Habituellement, nous réservons les écrits de ce blog aux activités du secteur agroalimentaire. Pour les besoins de cet article, nous joignons à notre intérêt le secteur pharmaceutique Marocain, que nous connaissons, et Africain sur lequel nous avons des échos. La raison est que nous avons collaboré et/ou  travaillé avec ce secteur pour de nombreuses années d’abord à Lausanne (Suisse) en tant qu’Assistant à la Faculté de Médecine, ensuite à Bâle (Suisse), en tant que chercheur junior dans l’une des plus grandes multinationales, et ici à Casablanca en tant qu’Attaché scientifique et Administratif de l’un des groupes de la place.
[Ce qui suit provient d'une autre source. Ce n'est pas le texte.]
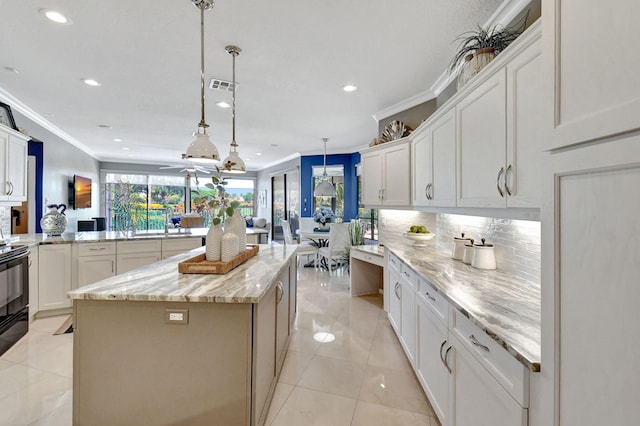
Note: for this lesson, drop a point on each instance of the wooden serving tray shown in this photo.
(200, 265)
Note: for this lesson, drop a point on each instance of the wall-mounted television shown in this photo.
(81, 192)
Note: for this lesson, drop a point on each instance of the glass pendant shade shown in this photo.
(325, 188)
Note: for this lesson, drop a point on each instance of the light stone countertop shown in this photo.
(161, 281)
(106, 236)
(506, 307)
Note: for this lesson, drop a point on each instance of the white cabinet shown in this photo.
(33, 281)
(95, 262)
(479, 399)
(386, 175)
(593, 82)
(172, 247)
(13, 166)
(433, 353)
(433, 160)
(134, 254)
(54, 271)
(499, 133)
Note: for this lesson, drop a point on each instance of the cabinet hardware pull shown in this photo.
(478, 344)
(446, 359)
(508, 173)
(281, 288)
(500, 173)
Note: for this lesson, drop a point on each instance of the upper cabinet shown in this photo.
(595, 84)
(386, 175)
(13, 166)
(433, 160)
(500, 133)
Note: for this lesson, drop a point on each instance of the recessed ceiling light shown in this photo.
(91, 82)
(55, 16)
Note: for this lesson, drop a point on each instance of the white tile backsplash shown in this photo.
(517, 242)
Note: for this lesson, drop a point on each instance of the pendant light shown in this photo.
(233, 163)
(202, 149)
(325, 188)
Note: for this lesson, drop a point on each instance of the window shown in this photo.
(242, 190)
(141, 201)
(370, 216)
(336, 177)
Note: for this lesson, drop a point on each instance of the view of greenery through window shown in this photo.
(147, 202)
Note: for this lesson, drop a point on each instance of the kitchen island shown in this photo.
(153, 346)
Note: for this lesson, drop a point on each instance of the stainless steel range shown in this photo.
(14, 295)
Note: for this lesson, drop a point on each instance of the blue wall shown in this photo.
(349, 162)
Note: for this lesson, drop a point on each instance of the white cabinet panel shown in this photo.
(481, 120)
(92, 269)
(54, 271)
(595, 83)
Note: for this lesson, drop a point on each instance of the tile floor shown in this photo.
(360, 378)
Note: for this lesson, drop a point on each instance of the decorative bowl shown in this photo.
(418, 239)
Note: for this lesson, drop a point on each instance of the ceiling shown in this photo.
(297, 55)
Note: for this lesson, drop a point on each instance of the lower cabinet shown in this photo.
(467, 376)
(54, 271)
Maintenant, il y a le fait que la presse locale rapporte, ces derniers temps, que le secteur pharmaceutique marocain est en grande déprime et accumule depuis un moment les bourdes comme des ruptures de stock, le manque de médicaments essentiels pour des patients et autres défaillances qu’on n’a pas vues durant les trente-cinq dernières années. Ailleurs en Afrique, la presse internationale parle des cas de médicaments médiocres (substandard), des génériques d’antibiotiques notamment, prescrits à des malades et, au lieu de guérir, les produits ont précipité le décès de patients (voir plus bas). Au moment de l’entrée en vigueur de la Zleca (Zone de Libre Echange Continentale Africaine), le sujet a retenu notre attention pour cette réflexion qui se veut pédagogique sans trop focaliser sur les noms ni de médicaments décriés ni sur des Laboratoires pharmaceutiques incriminés ni sur les noms de responsables impliqués du privé ou du public.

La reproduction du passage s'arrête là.